Pourquoi étaient fermées les fenêtres de la maison de l’alférez? Où étaient, tandis que passait la procession, la figure masculine et la chemise de flanelle de la Méduse ou de la Muse de la Garde civique? Da. Consolacion aurait-elle compris combien désagréables étaient son front marqué de grosses veines, conductrices en apparence, non de sang, mais de vinaigre et de fiel, le gros cigare, digne ornement de ses lèvres violettes, et son envieux regard? Cédant à une impulsion généreuse, n’aurait-elle pas voulu troubler les plaisirs de la foule par son apparition sinistre?
Ah! pour elle les impulsions généreuses n’existent plus depuis l’Age d’or!
La maison est triste, comme disait Sinang, parce que le peuple est gai. Ni lanternes, ni drapeaux; si la sentinelle ne se promenait pas comme à l’ordinaire devant la porte, on croirait cette demeure inhabitée.

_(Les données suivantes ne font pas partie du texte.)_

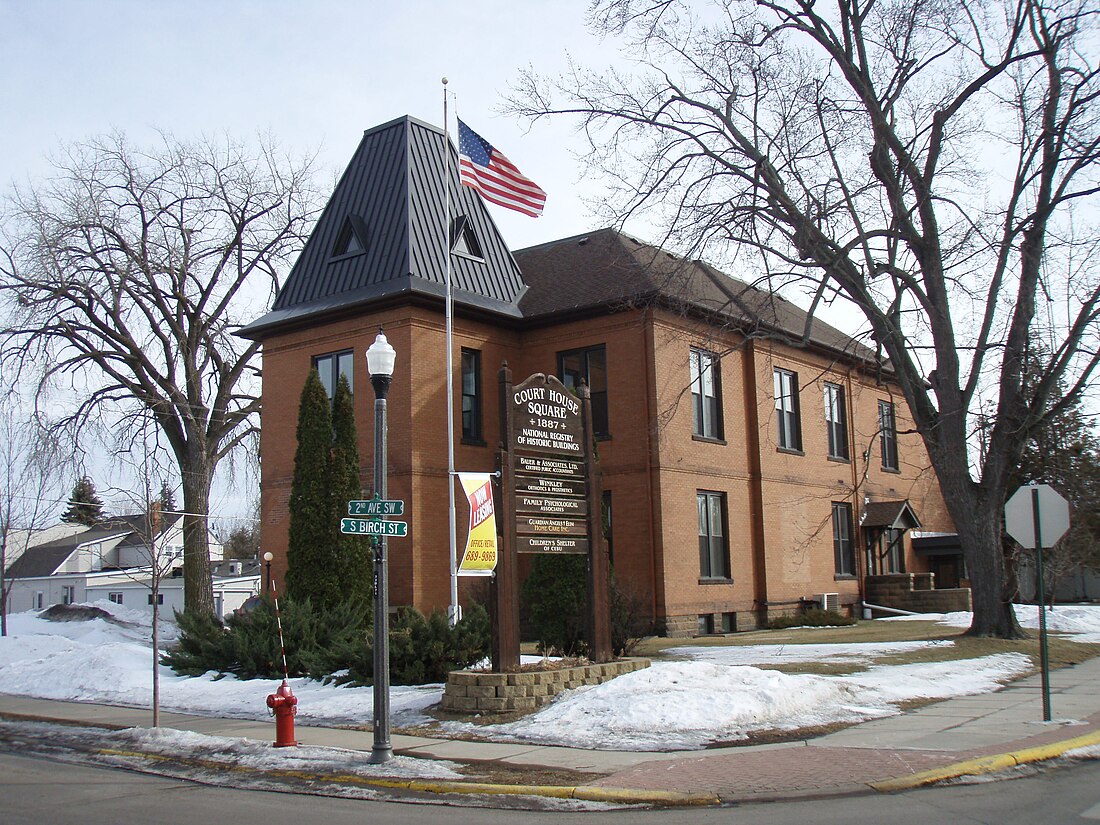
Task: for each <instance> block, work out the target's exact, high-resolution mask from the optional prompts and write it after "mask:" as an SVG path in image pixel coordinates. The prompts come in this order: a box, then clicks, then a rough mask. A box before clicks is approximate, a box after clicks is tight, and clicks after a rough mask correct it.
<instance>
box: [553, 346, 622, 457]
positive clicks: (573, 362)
mask: <svg viewBox="0 0 1100 825" xmlns="http://www.w3.org/2000/svg"><path fill="white" fill-rule="evenodd" d="M558 375H559V376H560V377H561V383H562V384H564V385H565V386H566V387H568V388H569V389H573V390H575V389H576V388H577V387H579V386H580V385H581V382H582V381H583V382H584V383H585V384H587V385H588V395H590V397H591V398H592V429H593V430H594V431H595V434H596V437H597V438H609V437H610V429H608V421H607V350H606V349H605V348H604V346H603V345H602V344H601V345H599V346H588V348H586V349H583V350H569V351H566V352H559V353H558Z"/></svg>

Une faible lumière éclaire le désordre de la salle et perce à travers les conchas[1] sales où l’araignée accroche sa toile, où s’incruste la poussière. La dame, selon son habitude d’oisiveté, dort dans un large fauteuil. Vêtue comme tous les jours, c’est-à-dire horriblement mal, elle n’a pour toute coiffure qu’un mouchoir attaché autour de la tête, laissant échapper de minces et courtes mèches de cheveux emmêlés; pour toute toilette qu’une chemise de flanelle bleue passée sur une autre qui a dû être blanche, et une basque déteinte qui moule les jambes minces et plates, croisées l’une sur l’autre et s’agitant fébrilement. De sa bouche s’échappent des bouffées de fumée qu’elle rejette avec ennui vers l’espace où elle regarde quand elle ouvre les yeux. Si en ce moment, D. Francisco de Cañamaque[2] l’avait vue, il l’aurait prise pour un cacique du pueblo ou pour le mankukúlam[3], ornant ensuite sa découverte de commentaires en une langue de boutiquier, par lui créée pour son usage personnel.
Ce matin, la Dame n’avait pas entendu la messe, non parce qu’elle ne l’avait pas voulu; au contraire, elle aurait aimé se montrer à la multitude et entendre le sermon, mais son mari ne le lui avait pas permis, et la prohibition avait été, comme toujours, accompagnée de deux ou trois séries d’insultes, de jurons et de menaces de coups de pied. L’alférez comprenait que sa femelle s’habillait de façon ridicule, qu’elle avait l’air de ce qu’on appelle une femme à soldats et il ne lui convenait pas de l’exposer aux regards des personnages du chef-lieu et des étrangers.
Mais elle ne l’entendait pas de cette façon. Elle savait qu’elle était belle, attrayante, qu’elle avait des airs de reine et que sa toilette était beaucoup plus belle et plus luxueuse que celle de Maria Clara elle-même. Aussi l’alférez avait-il dû la menacer: «Ou tu vas te taire ou je t’envoie un coup de pied dans ton p—pueblo,» lui avait-il répondu.
Da. Consolacion n’avait pas voulu risquer de recevoir des coups de pied dans son pueblo, mais elle songeait à la vengeance.
Jamais l’obscur visage de la dame n’avait été propre à inspirer confiance à personne, même quand il était peint, mais ce matin-là il devint inquiétant, surtout lorsqu’on la vit parcourir la maison d’une extrémité à l’autre, silencieuse, comme méditant quelque chose de terrible ou de malicieux; son regard avait le reflet qui jaillit de la pupille d’un serpent au moment où, pris, il va être écrasé; il était froid, lumineux, pénétrant à la fois, avec quelque chose de visqueux, de repoussant, de cruel.
La plus petite faute, le bruit le plus insignifiant, lui arrachaient une infâme et obscène injure qui souffletait l’âme, mais personne ne lui répondait: s’excuser eût été commettre un autre crime.
Le jour se passa ainsi. Ne trouvant pas un obstacle qui s’opposât à ses vues—son mari ayant été invité—elle se saturait de bile; on aurait cru que les cellules de son organisme se chargeaient d’électricité et menaçaient d’éclater en une effroyable tourmente. Dans son entourage, tous pliaient, comme les épis au premier souffle de l’ouragan; point de résistance, nulle pointe, nulle hauteur sur qui décharger sa mauvaise humeur: soldats et domestiques rampaient devant elle.